Excessive heat events
We have used different classifications of heat waves/ heat spells to explore their potential effect on the change of gastro intestinal infections (GI) in the major cities of the US.

Atlantic storms
We have developed methodology for estimating the number of elderly affected by Atlantic storms in 1998-2002 using Geographical Information System. Attempting to document historical status of gastro intestinal infections (GI) among elderly (≥65yo) in the areas affected by Hurricane Katrina in Louisiana and Mississippi, we gathered information from various sources and described GI rates for the two states from 1998 to 2002.

Climate classification
The Köppen climate classification system is the most widely used and understood classification. We have suggested an adaptation of the Köppen climate classification and have demonstrated its utility by describing the incidence of campylobacteriosis, a disease caused by thermo-sensitive bacteria in which diverse seasonal patters have been observed worldwide. By carefully studying these associations and their underlying mechanisms, we hope to gain insights into the factors that drive the emergence and seasonal/interannual variations in contemporary epidemic diseases and, possibly, to understand the potential future disease impacts of long-term climate change.

These research studies are supported by NIEHS R01ES 013171.

Air pollution
Our ongoing collaborative work in Quito, Ecuador investigated the causes of acute respiratory infections in the region. We described the prevalence of infections, most common in children, and revealed two distinct air pollutants responsible for increasing the risk of acute respiratory infections: exposure to carbon monoxide fumes from vehicular traffic and long-lasting air borne debris from the Guagua Pichincha Volcanic Eruptions in April 2000. We also analyzed data from seven large U.S. cities and demonstrated that hospital admissions for congestive heart failure showed a consistent association with daily variations in ambient carbon monoxide and fine particulate levels with an increased effect at low temperatures. Our future projects in Ecuador will involve hazard exposure related research by conducting a study of the volcano activity and its impact on human health.

Water pollution
Understanding how incubation periods and modes of transmission differ between groups can lead to earlier detection of potential outbreaks.
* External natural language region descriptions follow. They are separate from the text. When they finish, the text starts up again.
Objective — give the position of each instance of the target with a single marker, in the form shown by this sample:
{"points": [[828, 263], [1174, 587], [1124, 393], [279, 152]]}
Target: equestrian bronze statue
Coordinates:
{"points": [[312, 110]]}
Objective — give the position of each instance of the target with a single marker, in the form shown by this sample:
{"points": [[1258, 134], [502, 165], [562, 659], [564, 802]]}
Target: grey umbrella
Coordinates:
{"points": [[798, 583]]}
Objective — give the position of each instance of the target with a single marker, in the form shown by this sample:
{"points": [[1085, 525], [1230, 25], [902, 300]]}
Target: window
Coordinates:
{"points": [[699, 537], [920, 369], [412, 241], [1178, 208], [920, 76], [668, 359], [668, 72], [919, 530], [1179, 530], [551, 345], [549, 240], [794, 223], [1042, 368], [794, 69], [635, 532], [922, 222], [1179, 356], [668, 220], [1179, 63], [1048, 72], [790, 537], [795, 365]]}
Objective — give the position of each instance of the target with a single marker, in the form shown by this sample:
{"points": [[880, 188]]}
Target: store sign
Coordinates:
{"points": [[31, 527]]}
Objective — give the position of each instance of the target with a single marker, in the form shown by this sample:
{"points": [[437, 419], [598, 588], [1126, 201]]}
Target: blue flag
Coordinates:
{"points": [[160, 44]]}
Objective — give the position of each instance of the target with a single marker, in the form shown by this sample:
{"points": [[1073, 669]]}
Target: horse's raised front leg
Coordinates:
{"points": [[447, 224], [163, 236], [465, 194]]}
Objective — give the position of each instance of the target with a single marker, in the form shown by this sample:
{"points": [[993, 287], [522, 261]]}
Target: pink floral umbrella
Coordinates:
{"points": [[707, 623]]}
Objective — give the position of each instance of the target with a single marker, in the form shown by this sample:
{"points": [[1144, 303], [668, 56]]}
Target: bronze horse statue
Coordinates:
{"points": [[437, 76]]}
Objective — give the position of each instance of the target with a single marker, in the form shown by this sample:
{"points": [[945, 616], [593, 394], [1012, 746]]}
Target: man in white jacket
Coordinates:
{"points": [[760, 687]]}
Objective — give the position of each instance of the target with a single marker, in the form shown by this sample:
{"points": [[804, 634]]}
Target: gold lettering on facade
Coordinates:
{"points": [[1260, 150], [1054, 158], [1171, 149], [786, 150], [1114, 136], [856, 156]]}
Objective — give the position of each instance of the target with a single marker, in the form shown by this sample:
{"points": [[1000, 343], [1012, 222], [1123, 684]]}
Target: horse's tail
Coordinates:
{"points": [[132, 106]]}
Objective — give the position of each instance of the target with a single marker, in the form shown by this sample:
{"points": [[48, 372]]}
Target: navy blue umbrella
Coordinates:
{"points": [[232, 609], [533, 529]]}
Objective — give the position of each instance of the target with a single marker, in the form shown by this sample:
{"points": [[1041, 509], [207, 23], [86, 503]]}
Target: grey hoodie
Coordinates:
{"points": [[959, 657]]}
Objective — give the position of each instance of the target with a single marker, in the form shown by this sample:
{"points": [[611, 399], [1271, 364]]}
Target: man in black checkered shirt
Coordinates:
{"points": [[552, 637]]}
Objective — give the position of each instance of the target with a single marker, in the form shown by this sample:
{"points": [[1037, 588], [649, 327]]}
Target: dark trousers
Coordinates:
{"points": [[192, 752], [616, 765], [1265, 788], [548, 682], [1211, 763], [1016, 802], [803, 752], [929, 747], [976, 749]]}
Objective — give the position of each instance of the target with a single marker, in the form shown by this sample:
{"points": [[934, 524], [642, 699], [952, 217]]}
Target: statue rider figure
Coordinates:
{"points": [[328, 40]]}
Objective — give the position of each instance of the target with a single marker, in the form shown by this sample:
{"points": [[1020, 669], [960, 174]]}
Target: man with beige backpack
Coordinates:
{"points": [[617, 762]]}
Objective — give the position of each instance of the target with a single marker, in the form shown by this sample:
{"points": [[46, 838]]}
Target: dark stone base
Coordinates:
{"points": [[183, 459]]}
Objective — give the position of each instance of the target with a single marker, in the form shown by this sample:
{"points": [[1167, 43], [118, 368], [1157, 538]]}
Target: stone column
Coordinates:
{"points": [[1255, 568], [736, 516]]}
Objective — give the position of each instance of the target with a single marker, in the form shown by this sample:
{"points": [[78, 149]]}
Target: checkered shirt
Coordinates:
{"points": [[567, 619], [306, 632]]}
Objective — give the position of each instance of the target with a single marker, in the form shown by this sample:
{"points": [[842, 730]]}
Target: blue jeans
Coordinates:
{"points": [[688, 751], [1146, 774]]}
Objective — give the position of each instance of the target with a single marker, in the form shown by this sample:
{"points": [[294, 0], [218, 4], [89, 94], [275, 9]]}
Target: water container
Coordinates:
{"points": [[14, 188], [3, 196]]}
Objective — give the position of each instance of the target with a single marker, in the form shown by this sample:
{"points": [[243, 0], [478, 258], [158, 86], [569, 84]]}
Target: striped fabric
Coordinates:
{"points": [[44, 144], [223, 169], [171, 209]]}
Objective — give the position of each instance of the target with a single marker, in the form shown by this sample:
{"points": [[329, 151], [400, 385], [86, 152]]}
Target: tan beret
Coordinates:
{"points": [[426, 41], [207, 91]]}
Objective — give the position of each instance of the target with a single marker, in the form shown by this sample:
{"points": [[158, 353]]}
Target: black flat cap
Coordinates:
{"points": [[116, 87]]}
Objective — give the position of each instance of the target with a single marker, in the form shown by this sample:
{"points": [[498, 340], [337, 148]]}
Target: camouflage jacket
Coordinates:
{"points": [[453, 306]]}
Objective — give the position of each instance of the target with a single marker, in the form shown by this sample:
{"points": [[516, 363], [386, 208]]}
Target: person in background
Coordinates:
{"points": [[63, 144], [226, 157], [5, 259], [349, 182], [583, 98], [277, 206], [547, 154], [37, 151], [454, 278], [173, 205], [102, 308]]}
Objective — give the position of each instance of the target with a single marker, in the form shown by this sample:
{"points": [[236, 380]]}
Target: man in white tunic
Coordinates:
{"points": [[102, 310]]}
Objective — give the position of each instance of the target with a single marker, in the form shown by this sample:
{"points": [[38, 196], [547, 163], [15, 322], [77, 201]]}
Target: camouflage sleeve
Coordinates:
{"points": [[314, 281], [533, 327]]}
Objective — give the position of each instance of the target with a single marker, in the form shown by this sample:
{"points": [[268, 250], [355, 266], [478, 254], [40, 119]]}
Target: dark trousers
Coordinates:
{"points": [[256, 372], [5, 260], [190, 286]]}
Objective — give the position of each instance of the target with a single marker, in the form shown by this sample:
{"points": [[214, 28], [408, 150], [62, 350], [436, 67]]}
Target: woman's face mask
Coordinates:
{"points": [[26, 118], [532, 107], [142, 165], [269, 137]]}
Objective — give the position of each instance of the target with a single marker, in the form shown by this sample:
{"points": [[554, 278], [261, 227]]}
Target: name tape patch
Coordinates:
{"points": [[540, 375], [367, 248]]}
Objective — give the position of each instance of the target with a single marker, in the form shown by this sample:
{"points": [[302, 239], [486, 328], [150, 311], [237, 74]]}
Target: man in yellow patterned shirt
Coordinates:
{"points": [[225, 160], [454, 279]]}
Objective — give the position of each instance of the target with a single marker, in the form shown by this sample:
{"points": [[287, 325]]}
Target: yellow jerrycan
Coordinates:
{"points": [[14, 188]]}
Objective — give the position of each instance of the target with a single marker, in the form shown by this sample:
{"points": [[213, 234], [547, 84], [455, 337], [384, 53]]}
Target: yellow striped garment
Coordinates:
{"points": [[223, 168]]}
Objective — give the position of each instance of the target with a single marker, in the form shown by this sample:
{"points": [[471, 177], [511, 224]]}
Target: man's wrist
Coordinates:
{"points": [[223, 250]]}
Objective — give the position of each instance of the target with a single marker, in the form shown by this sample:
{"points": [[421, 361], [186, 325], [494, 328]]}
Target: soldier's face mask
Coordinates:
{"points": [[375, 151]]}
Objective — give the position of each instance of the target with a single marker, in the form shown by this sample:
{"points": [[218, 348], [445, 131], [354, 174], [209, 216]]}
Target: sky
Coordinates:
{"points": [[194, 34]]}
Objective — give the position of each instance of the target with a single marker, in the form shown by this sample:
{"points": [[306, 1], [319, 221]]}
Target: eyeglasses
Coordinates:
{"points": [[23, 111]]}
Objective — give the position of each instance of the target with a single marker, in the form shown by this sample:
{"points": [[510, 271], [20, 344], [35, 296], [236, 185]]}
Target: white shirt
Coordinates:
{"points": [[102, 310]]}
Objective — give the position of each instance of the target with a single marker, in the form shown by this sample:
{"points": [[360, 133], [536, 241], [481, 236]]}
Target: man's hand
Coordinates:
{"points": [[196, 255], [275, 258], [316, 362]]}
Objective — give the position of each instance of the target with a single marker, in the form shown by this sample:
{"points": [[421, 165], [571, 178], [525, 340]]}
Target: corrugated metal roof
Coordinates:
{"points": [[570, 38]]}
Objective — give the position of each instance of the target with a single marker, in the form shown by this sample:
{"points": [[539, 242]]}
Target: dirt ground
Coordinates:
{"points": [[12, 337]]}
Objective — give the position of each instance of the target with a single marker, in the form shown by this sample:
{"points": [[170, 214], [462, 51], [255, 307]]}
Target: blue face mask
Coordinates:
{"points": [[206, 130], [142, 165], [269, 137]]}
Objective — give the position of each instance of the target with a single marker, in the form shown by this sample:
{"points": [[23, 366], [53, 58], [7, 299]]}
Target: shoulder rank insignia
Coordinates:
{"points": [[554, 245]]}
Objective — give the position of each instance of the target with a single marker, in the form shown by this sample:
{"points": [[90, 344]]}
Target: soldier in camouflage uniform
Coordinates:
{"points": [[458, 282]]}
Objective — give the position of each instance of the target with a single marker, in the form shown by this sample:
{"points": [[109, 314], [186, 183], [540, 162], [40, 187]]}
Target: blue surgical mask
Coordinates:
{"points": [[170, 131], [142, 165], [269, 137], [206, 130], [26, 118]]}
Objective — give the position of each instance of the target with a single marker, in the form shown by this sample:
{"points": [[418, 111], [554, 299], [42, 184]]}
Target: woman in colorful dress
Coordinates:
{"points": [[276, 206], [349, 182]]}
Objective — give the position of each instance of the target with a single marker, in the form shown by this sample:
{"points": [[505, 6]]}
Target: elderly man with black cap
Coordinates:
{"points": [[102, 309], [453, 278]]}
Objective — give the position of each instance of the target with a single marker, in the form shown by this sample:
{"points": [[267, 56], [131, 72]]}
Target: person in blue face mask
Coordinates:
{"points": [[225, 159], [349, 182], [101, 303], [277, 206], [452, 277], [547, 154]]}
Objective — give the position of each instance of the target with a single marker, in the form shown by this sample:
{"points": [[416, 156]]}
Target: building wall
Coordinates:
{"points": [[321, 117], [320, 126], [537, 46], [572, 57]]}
Our work in time-series analysis has produced innovations in surveillance methods for detecting waterborne outbreaks in a variety of global settings. We have recently demonstrated the applicability of passive surveillance data in determining geographic and temporal patterns of waterborne pathogen incidence, but cautioned that surveillance data are sensitive to patterns of diagnosis and reporting in periods of suspected outbreak.

Cryptosporidium oocysts are common and widespread in ambient water and can persist for months in this environment. Studies conducted in various locations have noted an increase in cryptosporidiosis during the warm and rainy season. We are conducting a meta-analysis to examine how an increase in cryptosporidiosis relates to precipitation and ambient temperature worldwide. We are investigating the potential of using remote sensing data as a proxy for exposure to cryptosporidiosis globally. The source and occurrence of Cryptosporidium in watersheds has been characterized, although continued improvements in monitoring methods and analytical techniques would increase our understanding of these issues. We are currently studying such methods that can lead to discovering specific contamination sources that will ultimately contribute to public health protection.